At roughly 1:45 am, my code came to life for the very first time. My genetic program found a solution not through a one-time, randomly generated polynomial expression, but through an evolutionary process which arrived to the desired solution.

I pushed back from the end of the SALT control room desk, threw my hands into the air, and at a respectable volume, “It’s alive!”

Given an equation with 2 terminals (variables) and 1 function (operand):

goal: a^b = c
data: 4,2,16
operands: +,-,*,/

Zero solutions found in the first 3 generations, but by the 5th, it produced 7 correct solutions out of 10 trees. This is with a very basic “either you get it or you don’t kernel”. No parsimony (reduction to the simplest solution). No crossover. Just simple point mutation. I also tried up to 100 trees in fewer generations or fewer trees in 100 generations. Each converges at a different rate.

I am very, very excited … and totally exhausted.

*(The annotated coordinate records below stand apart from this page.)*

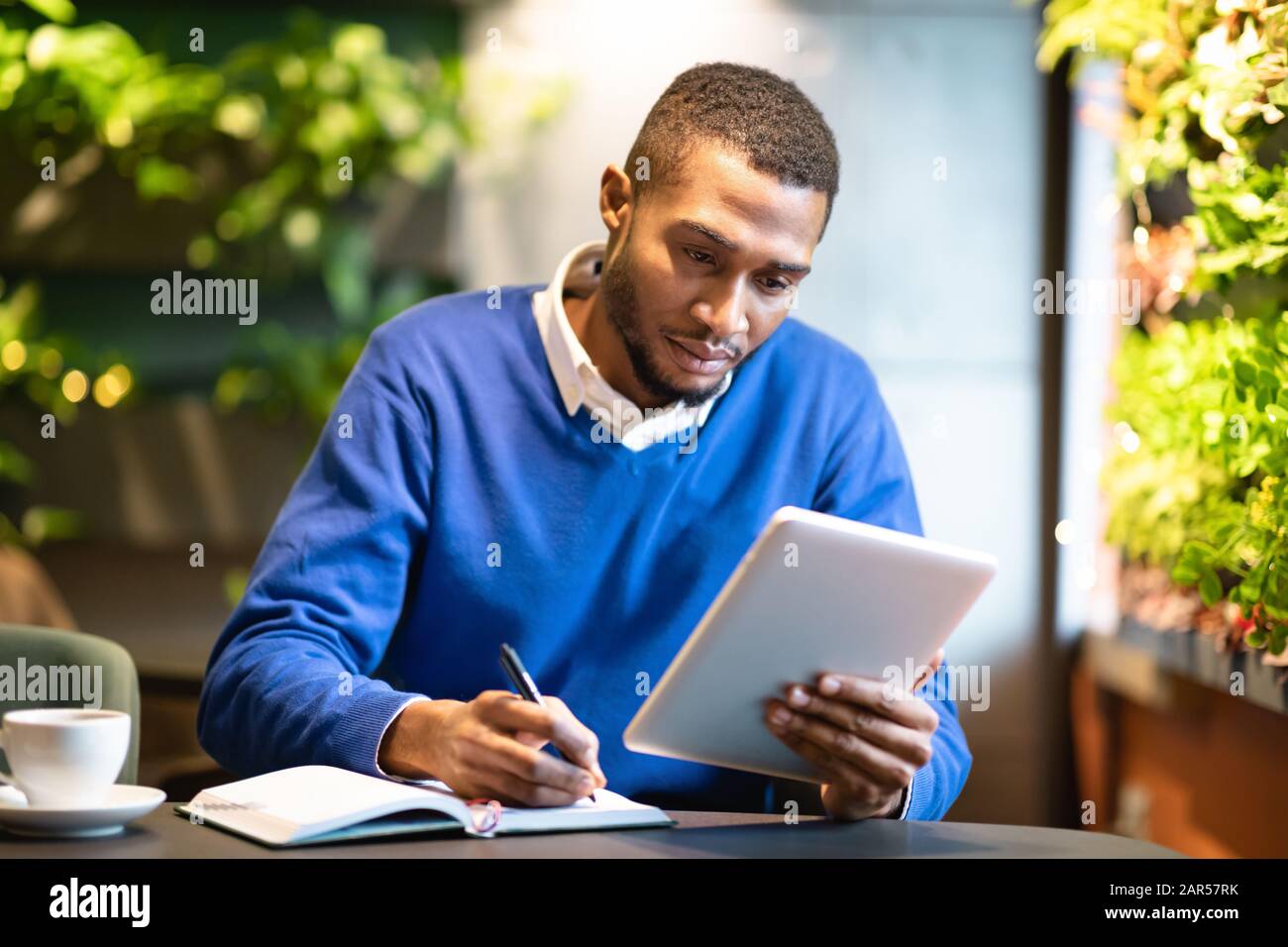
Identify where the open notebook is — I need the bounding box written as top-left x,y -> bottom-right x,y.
175,767 -> 675,847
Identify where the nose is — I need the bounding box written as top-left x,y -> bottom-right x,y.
691,279 -> 750,339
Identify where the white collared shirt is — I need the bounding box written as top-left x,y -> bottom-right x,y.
532,240 -> 733,451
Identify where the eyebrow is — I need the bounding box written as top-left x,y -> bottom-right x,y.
680,220 -> 810,275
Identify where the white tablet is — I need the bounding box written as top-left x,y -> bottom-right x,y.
622,506 -> 997,783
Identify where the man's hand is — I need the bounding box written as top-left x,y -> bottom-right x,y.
765,651 -> 944,819
377,690 -> 608,805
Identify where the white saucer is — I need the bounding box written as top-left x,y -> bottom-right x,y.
0,785 -> 164,839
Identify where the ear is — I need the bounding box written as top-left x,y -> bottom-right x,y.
599,164 -> 635,241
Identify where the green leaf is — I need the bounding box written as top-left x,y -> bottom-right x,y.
1199,567 -> 1221,607
22,0 -> 76,23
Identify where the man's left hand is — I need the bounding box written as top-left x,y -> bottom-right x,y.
765,651 -> 944,821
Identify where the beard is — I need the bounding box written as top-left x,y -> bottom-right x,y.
599,231 -> 739,407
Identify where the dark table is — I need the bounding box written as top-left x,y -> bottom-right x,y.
0,802 -> 1181,860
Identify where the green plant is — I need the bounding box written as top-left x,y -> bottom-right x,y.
0,0 -> 567,541
1038,0 -> 1288,655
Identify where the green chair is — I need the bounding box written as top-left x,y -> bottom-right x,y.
0,624 -> 139,785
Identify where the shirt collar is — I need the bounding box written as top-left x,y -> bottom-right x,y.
532,240 -> 733,427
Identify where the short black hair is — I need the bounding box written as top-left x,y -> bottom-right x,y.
626,61 -> 841,240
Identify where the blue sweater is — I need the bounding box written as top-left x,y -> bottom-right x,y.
197,284 -> 971,819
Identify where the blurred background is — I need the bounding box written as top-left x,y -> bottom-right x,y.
0,0 -> 1288,856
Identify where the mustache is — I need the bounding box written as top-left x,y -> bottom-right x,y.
664,331 -> 742,359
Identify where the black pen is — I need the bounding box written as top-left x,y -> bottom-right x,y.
501,642 -> 599,802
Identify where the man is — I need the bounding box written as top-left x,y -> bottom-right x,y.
198,63 -> 970,819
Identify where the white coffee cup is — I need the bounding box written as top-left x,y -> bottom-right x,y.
0,707 -> 130,809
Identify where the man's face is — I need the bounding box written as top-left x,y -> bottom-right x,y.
600,146 -> 827,404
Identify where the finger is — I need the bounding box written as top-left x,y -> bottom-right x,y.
545,697 -> 608,786
477,732 -> 595,797
768,701 -> 915,791
480,690 -> 602,777
774,730 -> 889,805
816,674 -> 939,732
912,648 -> 944,690
787,684 -> 935,768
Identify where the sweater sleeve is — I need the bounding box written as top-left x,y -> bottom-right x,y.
197,326 -> 432,777
814,361 -> 971,819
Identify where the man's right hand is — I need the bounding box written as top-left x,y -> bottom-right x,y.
377,690 -> 608,805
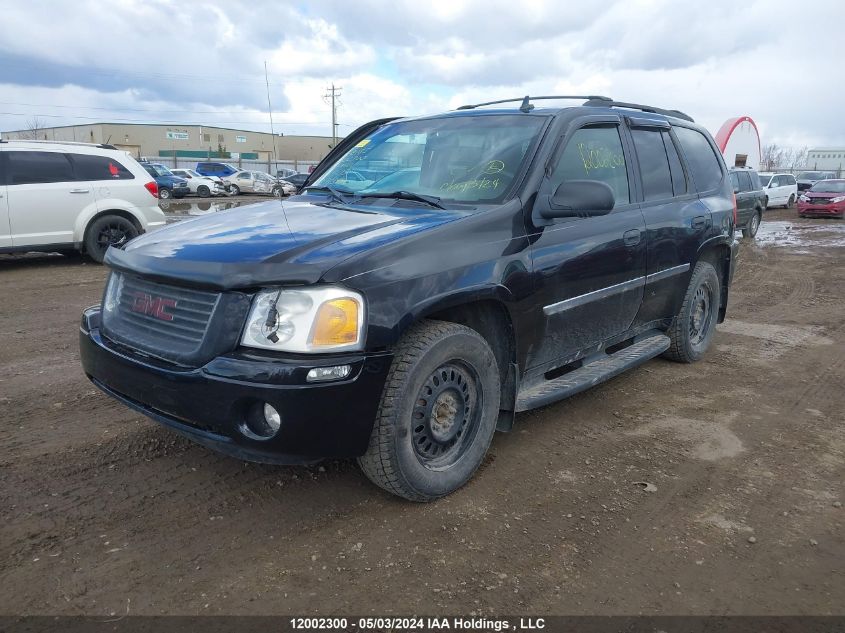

I was again mugged last week, just three train stops down from Muizenberg. My fellow researcher was knocked to the ground and repeatedly hit upside his head. I tried to defend, but one of the four guys displayed a gun tucked into the front of his trousers when I charged them. I backed off while one of them forced his hands into my friend’s pockets. Oddly, they did not discover his cell phone nor wallet. Following much yelling and insisting we had nothing for them to take other than the car battery we were carrying, they took the battery and ran.

We were lucky, we learned, as a man has been shot in that same spot a few weeks prior. Not the best part of town to walk through, it seems.

I was very much on edge for the following days. When I found a man who had been harassing another of the homeless population pressed up against a wall, the folds of his jacket in the clutches of my hands, I knew I had to get away for a while.

The South African Astronomical Observatory site at Sutherland is my retreat of choice.

Feels so good to be away from trains, sirens, car alarms, people shouting, and the constant awareness of potential crime. Planning a long hike across two or three ridges to a distant set of peaks I have wanted to visit since my first visit here two years ago.

Tonight I am working from the control room of SALT, one of the world’s largest telescopes. Listening to salsa, chatting with astronomers, and working on my Genetic Programming suite.

Every few hours I step out onto the wind-strewn plateau to enjoy the dark, southern sky.